Landscaping is a creative process where you are putting a lot of work into ensuring your yard looks just the way you want it. It can help your property value in the long run as well. Spending at least 5% of your home’s value on landscaping may get an ROI (return on investment) of as much as 150% when you go to sell it. One of the more unique ways to increase your home’s value will be through the use of crushed concrete. Finding proper uses for crushed concrete in your yard is one of the more creative ways to design a stylish yard that has a solid foundation.
If you find yourself asking “What is crushed concrete made from? What am I putting in my yard?” have no worries. Crushed concrete is made from recycled materials. Aggregate suppliers put either unused or demolished clean concrete or pavement in a clean, environmentally friendly mixture called crushed concrete aggregate.
Whether you have tons of crushed concrete at your disposal, or just a small trailer full, here are some of the best uses for crushed concrete in your yard.
Raising a Garden Bed
Filling the underneath of a garden bed to raise it a few inches can work wonders for the drainage of your plants. Also, the combination of the crushed concrete and mulch will provide warmer soil for quick germination in the springtime.
Either using the crushed concrete to raise the garden bed or outline it are useful ways to make use of the crushed concrete. You can combine this with crushed shell as nutrients. The crushed seashell for garden act as a mulch and are an organic method to fertilize the bed.
Making Pathways
Making pathways in your yard is one of the more common ways to make use of recycled concrete. Not only do the pathways give your guests walking lanes that will not damage the plants or grass in your yard, but it will effectively give your yard a sleek, unique look.
Utilizing Property Drainage
The crushed concrete you are putting into your yard can be a great alternative form of drainage in your yard. To do this you will need to dig a trench around areas of your property where the most water gets built up. You then fill the trenches with the broken concrete pieces to enhance the drainage.
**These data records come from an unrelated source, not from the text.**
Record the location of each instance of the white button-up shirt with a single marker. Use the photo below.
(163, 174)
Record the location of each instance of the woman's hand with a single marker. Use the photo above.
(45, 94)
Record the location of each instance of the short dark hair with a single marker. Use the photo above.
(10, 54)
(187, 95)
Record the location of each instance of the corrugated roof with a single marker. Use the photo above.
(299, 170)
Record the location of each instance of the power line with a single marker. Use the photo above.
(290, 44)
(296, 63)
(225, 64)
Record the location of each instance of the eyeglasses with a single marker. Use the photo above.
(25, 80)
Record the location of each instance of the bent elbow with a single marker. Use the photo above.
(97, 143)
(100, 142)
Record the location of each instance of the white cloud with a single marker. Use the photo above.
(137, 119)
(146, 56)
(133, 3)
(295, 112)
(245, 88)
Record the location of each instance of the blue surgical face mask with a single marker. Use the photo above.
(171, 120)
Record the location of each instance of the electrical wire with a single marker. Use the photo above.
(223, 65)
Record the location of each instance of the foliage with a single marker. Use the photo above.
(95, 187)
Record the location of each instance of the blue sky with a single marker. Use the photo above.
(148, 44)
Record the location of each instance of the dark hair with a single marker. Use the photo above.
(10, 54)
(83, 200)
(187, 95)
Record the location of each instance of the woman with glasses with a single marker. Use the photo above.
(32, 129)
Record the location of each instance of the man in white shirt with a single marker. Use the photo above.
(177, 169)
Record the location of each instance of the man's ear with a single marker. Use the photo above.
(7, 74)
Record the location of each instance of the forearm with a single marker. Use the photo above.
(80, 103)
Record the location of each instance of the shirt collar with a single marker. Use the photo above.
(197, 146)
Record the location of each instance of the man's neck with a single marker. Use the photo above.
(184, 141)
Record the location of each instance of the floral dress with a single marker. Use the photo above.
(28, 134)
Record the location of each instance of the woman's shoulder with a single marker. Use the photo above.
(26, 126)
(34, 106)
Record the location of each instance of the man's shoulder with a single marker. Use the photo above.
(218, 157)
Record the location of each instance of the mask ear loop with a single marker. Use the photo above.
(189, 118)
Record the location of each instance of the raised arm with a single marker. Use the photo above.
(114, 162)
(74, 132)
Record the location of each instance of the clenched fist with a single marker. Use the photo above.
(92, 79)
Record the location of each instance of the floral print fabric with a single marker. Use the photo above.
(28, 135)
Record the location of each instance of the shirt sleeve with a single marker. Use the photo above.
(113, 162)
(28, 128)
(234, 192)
Be sure to cover the concrete with some PVC drainage pipe and then cover that pipe with more crushed concrete. Replace the soil and you have properly set up an alternative way to utilize property drainage in your yard.
Making Walls and Fences
Another one of the uses for crushed concrete in your yard is using it to make walls or fences. Taking your crushed concrete and putting it in a gabion (a cage, cylinder, or box filled with rocks, concrete, or sometimes sand and soil) makes a good wall on sloping hillsides. This helps prevent erosion in your yard as well as create a good planting site for a terraced garden.
Another way to prevent erosion in your yard is riprap. This is when you place the concrete along the shore of a body of water. If you have a pond in your yard, this is a great way to prevent the surrounding area from falling into the water.
Mulching
It might be surprising to you, but one of the uses for crushed concrete is a substitute for traditional mulch. Compared to it, crushed concrete is equal to traditional mulch in its ability to regulate moisture and temperature levels in soil. What puts crushed concrete above traditional mulch is that it does not rot, decay, or decompose as times passes.
Obviously, it does not apply the nutrients that mulch gives plants, so using crushed concrete in your garden will depend on the plants you have there. If they do not need the mulch’s nutrients, you can set the crushed concrete just one time with no fear of it attracting bugs or other pests and it is heavy enough to not be blown away by strong rains or heavy winds.
Those are the best uses for crushed concrete in your yard. Apply whatever works for you for a great foundation in landscaping.